High-Efficiency Superconducting Diode Could Change Chips Forever

Chip
(Image credit: Shutterstock (128298095))

With all the rage on superconductors zipping through the news (looking at you, LK-99), it's sometimes easy to let other stories fly under the radar. But science happens everywhere, all the time: now, a research team with the Massachusetts Institute of Technology (MIT) has developed a superconducting device that they say will bring improved energy and thermal efficiency to electronics. Their work was published in an online issue of Physical Review Letters.

Like LK-99 (which is still going through a messy replication and peer-review process), the MIT-designed diode (a kind of switching device) is still in its design infancy. Yet even so, Jagadeesh Moodera (lead author) et al. say this diode is already twice as efficient as previous diode architectures when it comes to carrying current (and preventing losses), with ample design room left to improve its characteristics.

It could even impact quantum computing. And in fact, this development came as a serendipitous discovery as the team looked into Majorana fermions, one of the building blocks of topological qubits, a yet-to-be-vindicated qubit design that's been pursued by none other than Microsoft. The team soon realized their Majorana-inspired work on superconducting diodes could be easily transferred into the realm of classical (i.e., non-quantum) circuits.

MIT-designed diode (lateral cut)

In the above design, MIT's diode consists of a ferromagnetic strip (pink) atop a superconducting thin film (grey). The team also identified the key factors behind the resulting current that travels in only one direction, with no resistance. (Image credit: MIT)

Diodes are a crucial part of any chip, and are an integral part of a circuit's design. While transistors are frequently used to amplify input signals from low resistance circuits to high resistance circuits within the chip, diodes can be used as either voltage stabilizers or as one-way valves (in that they only allow current to flow in one direction). It seems that either of those applications would benefit from this new superconducting design.

With chip design being forcefully constrained by the amount of heat generated by electrical losses (a bottleneck that's seen increasingly more complex transistor designs and new cooling technologies that deal with these issues in a limited manner), the benefits of lossless diodes in improving computing and thermal efficiency shouldn't be underestimated.

All the hallmarks of a superconductor were required to make the super-efficient diodes. The MIT research team showed that tiny differences between the edges of the diode devices could be optimized (by adding serrated edges, or applying other deformations). That's why the design is still open for optimization: the amount of possible design variations is enormous, and there's only so much time to find what the best asymmetrical configuration is. 

The design quirk shows that even microscopic differences in materials can result in disproportionate results. These diodes also have superconducting hallmarks such as the Meissner effect and the ability to lock into pre-existing magnetic fields (known as flux pinning).

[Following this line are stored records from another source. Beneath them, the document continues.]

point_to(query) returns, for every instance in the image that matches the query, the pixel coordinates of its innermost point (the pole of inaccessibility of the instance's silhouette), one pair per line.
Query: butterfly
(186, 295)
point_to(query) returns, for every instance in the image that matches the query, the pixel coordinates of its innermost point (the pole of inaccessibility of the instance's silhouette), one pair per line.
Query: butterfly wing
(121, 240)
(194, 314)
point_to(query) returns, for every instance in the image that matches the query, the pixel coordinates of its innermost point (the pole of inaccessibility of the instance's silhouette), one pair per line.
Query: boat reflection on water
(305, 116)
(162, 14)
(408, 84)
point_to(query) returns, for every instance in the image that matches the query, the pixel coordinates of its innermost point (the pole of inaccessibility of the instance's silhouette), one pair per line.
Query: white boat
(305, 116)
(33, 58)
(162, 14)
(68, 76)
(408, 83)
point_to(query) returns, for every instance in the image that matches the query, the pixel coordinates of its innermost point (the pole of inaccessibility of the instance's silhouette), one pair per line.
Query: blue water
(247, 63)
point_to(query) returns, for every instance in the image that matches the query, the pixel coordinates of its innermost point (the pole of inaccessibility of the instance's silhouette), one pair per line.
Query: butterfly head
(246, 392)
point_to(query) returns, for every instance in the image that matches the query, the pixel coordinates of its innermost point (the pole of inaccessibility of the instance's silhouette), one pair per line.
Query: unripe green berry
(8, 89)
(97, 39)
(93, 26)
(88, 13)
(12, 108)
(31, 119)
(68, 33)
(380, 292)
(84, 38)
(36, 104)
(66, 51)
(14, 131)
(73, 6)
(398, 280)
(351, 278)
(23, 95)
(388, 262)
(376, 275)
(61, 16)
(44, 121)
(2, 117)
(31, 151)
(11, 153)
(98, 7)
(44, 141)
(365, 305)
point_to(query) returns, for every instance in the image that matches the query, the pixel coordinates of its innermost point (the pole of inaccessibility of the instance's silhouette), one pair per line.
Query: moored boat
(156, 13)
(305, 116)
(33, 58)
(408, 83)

Speaking with SciTechDaily, Philip Moll (Director of the Max Planck Institute for the Structure and Dynamics of Matter in Germany and not involved in the research) said that the MIT team's paper showcases how superconducting diodes are now an "entirely solved problem from an engineering perspective". He also added that the record efficiencies showcased by the design were hit "without even trying", with structures being "far from optimized yet". That sounds like perfectly smart (although still hard) science.

Crucially, the team says its superconducting diode is robust, and is able to operate over a wide temperature range while potentially opening the door to new technologies and designs. Adding relevancy to the discovery, the engineers say these diodes' design is simple and compatible enough that it's easily scalable - millions of them can be produced across a single silicon wafer.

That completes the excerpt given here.